At Merck Sharp & Dohme (MSD), AI has been embedded across discovery and downstream functions, enabling the company to expand its pipeline while compressing time to market in parallel. The company plans to roll out more than 20 new drugs globally in the coming years.
 
According to Anton Groom, chief AI officer at MSD, AI-led discovery has doubled the company’s global drug development pipeline over the past two years by speeding up target identification and enabling earlier assessment of safety and efficacy.
 
Beyond research and development (R&D), MSD is deploying generative AI–driven “content accelerators” to overhaul regulatory, medical, and patient-facing documentation. These tools are cutting approval documentation timelines from weeks to days, allowing multiple products to move towards the market simultaneously while maintaining regulatory compliance, Groom said.
 
A similar strategy is unfolding at Takeda Pharmaceuticals, where AI is being embedded directly into R&D workflows rather than deployed as an add-on. Takeda’s R&D leadership has described AI-native laboratories and redesigned discovery processes as central to improving productivity and raising the probability of technical success across its portfolio.
 
Sanjay Patel, senior vice-president and global head of data, digital and technology innovation capability solutions and services at Takeda, said India is emerging as a strategic capability hub in this shift.

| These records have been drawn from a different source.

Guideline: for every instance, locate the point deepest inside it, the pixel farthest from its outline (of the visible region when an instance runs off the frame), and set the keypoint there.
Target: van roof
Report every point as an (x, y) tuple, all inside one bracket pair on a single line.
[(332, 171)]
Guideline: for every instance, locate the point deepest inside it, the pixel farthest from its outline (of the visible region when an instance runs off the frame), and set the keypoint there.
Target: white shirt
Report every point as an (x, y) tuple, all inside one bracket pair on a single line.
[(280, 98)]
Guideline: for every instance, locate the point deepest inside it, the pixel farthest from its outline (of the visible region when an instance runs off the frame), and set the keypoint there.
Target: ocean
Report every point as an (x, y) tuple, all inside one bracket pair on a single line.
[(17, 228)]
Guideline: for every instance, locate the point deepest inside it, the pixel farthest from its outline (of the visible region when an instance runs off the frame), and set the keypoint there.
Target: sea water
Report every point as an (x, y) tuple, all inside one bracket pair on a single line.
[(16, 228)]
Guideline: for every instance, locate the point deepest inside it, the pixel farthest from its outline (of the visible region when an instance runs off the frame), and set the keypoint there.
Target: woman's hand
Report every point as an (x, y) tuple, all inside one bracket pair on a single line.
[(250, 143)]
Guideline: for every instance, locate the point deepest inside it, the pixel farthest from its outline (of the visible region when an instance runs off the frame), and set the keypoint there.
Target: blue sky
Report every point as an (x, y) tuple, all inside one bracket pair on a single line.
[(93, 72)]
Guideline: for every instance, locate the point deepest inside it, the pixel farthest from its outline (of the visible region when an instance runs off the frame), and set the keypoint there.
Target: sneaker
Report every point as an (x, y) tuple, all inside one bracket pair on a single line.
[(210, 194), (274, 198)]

Takeda’s Innovation Capability Center in Bengaluru is building enterprise-scale digital, data, and AI capabilities that support research, manufacturing, supply chains, and patient-facing functions globally, drawing on India’s deep digital talent pool and innovation ecosystem.
 
The company added that capabilities developed in India are designed to scale globally through shared platforms, reusable intelligence, and a connected operating model. This enables faster execution and greater enterprise resilience. In this framework, India functions as a strategic capability hub within Takeda’s global network, supporting the responsible adoption of AI and large-scale innovation aimed at improving decision-making and patient outcomes worldwide.
 
However, not all companies are seeing immediate reductions in costs or development timelines, particularly in clinical trials. Miltenyi Biotec offered a more cautious view during discussions on the sidelines of the conference. Founder Stefan Miltenyi said that while AI is being used widely in areas such as molecular design, imaging, and data analysis, its impact on products currently reaching the clinic has so far been limited.
 
“AI is really exciting, and we are using it in more and more areas,” Miltenyi said, adding that many development processes still rely heavily on traditional, paper-based workflows. While AI is already outperforming humans in tasks such as analysing large volumes of imaging data and identifying complex biological patterns, its broader effect on clinical development costs and timelines is only beginning to surface.
 
According to Miltenyi, the biggest gains are likely to emerge over time, particularly in clinical trial protocol design, statistical planning, data management, and regulatory report writing. Wider adoption, he said, will also depend on how quickly regulators in Europe, the US, and India adapt to AI-supported development models.